First, we wanted to find a place that wasn't the typical hideous banquet room with pillars idiotically placed throughout the room so that views of the proceedings are BLOCKED (I swear, 99% of rooms we looked at were like that).

It turns out, after desperately praying on the way home from yet another frustrating outing trying to secure a place, we stopped on a whim at a resort building shaped like a Mongolian yurt. I was skeptical, because, first of all, we aren't Mongolian, and the outside looked a bit cheesy. To our shock, the inside of the room was unique and very well designed. The sales rep told us it had been designed after a theater. Not too big, not too small..ideal really. AND right outside the door? The park with a great place to do the outdoor wedding vows part we had imagined. They had done it before too (outdoor weddings are almost unheard of here in Hohhot due to unpredictable weather and lack of suitable venues).
It's a tad bit expensive, but we are in the process of bargaining down (and whoring ourselves out as a Chinese-American international wedding that will bring their resort good publicity). Whew, huge relief.

Next up?

1) Arranging the details of the wedding...performers, who will do our vows, how to honor God through our proceedings and meld some Chinese traditions I love with American ones I treasure.

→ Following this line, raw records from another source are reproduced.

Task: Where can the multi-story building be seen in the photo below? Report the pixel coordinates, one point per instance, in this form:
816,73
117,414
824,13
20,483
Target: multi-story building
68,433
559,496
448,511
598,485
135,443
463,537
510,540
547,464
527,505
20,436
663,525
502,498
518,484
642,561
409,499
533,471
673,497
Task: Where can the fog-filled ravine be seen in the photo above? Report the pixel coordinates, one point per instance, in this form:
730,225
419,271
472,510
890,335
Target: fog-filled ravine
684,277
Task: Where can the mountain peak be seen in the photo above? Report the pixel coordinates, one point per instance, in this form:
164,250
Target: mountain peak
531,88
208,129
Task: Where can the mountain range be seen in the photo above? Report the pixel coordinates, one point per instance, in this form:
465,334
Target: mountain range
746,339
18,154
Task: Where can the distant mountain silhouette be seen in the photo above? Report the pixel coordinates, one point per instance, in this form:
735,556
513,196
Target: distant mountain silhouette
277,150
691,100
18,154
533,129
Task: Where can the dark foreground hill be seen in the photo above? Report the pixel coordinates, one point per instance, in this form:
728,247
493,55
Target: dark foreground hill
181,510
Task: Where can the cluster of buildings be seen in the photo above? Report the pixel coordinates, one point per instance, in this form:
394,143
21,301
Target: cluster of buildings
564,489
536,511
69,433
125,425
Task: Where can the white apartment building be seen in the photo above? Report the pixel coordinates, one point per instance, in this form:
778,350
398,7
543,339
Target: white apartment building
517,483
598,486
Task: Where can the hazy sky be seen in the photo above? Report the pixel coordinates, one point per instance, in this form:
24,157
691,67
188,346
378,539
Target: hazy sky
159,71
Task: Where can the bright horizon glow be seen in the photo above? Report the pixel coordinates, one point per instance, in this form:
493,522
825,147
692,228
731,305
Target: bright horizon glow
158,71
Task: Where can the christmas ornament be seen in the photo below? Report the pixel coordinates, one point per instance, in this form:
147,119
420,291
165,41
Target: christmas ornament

2) Wedding clothes. At Chinese weddings, the bride usually wears TWO dresses nowadays....a white one to greet guests (white Western-style), and a red one (Chinese tradition) to toast with guests in. So yes, I must find TWO perfect dresses....considering I will be wearing each for short periods of time, I don't want to pay much...but unfortunately many of the options here remind me of bad 80s prom dresses. Or Little Bo Peep.

3)Take the pre-wedding portraits. This usually entails dressing in really strange clothing, posing in really cheesy ways, and getting photos printed with random Chinglish or Korean characters on them. We did book some portraits, but asked to do most of ours outside, and without all the cheesy details. It should be interesting...they also gave us a slight discount because they had never photographed a foreigner/Chinese couple.

4) Figure out if we can afford a honeymoon at the time we have vacation this summer, and where is a place my husband can easily get a visa to (as an American, I can travel to most places easily...he, as a Chinese citizen, doesn't have the same luxury...so annoying).

5) Arrange things for all our foreigner guests! (that will be the fun part of planning)

All that to say, any ideas and suggestions welcome!